Joachim Gauck, Chairman of the association “Against Oblivion – For Democracy”, came to see the International Tracing Service (ITS) at Bad Arolsen yesterday. “The visit had long been overdue”, so Gauck. “I am struck and stunned by what I was shown.” He visited the archives, informed himself of the structural build-up of the research department and viewed requests filed by Nazi victims and their next of kin.

“I have been able to witness in person the relevance of the work the ITS performs”, said the longstanding Federal Commissioner responsible for preserving the records of the Ministry for State Security of the former GDR (Bundesbeauftragte für die Unterlagen des Staatssicherheitsdienstes/BStU). “People working in this place commit themselves to preventing oblivion, to finding and preserving victims’ names – in other words: they engage in maintaining the dignity of man.”

Gauck assured that he had learned many new things. “The details you have not been aware of before will touch you most, of course.” These details include for instance a lice list from Gross Rosen Concentration Camp. “Dictators write down virtually everything, because they do not believe that their rule will end one day.” The Chairman voiced his support for the need of preserving the documents’ collection of the ITS in its current shape. “Somehow, that collection reflects and characterizes the way we deal with our history.”  

He stressed the importance of imparting the knowledge derived from the documents to the next generation. “Freedom is a value innumerable people take for granted today”, so Gauck. “But we have to face, and live up to, the responsibility it involves for us.” In his view, the ITS documentation suggests itself for joint projects with schools on an educational plane. And to add to that: the tasks of the ITS are consistent and, thus, compatible with the commemorative work pursued by other initiatives such as the history workshops. “We need individuals co-engaging in pondering on and learning from our past.”

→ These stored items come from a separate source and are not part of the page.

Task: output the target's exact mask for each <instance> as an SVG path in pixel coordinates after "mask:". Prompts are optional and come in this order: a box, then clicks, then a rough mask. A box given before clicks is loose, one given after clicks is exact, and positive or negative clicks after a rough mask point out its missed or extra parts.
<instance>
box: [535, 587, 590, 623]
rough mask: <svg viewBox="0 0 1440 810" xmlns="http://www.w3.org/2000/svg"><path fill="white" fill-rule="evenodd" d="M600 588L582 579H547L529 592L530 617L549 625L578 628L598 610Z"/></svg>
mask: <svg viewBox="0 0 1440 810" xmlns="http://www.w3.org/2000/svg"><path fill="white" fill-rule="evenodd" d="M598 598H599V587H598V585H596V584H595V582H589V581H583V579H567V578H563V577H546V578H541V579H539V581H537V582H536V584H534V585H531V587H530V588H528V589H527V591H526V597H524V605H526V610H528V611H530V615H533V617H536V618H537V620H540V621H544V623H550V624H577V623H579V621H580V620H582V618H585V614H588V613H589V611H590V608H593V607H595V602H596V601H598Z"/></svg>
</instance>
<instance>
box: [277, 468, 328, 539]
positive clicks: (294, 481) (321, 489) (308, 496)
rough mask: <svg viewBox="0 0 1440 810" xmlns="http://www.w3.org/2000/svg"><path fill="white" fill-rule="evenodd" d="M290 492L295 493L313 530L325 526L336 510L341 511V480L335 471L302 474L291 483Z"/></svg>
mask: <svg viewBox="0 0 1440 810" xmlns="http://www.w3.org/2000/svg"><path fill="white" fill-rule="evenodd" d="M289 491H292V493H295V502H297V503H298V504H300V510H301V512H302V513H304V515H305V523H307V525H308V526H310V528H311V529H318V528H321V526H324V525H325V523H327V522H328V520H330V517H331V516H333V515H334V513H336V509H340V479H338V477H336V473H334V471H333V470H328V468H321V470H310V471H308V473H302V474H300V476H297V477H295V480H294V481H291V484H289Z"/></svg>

Following his visit to the tracing service, Gauck opened the new exhibition launched by the association “Flashback – Against Oblivion” at Volkmarsen. The association advocates tolerance and respect for human dignity opposing violence and the discrimination of minorities. The exhibition depicts and illustrates the lives lived and the fate suffered by Jewish families in North Hesse before and during National Socialism. “The numerous local citizens’ groups are crucial to keeping memory alive and filling our work with life”, said Gauck.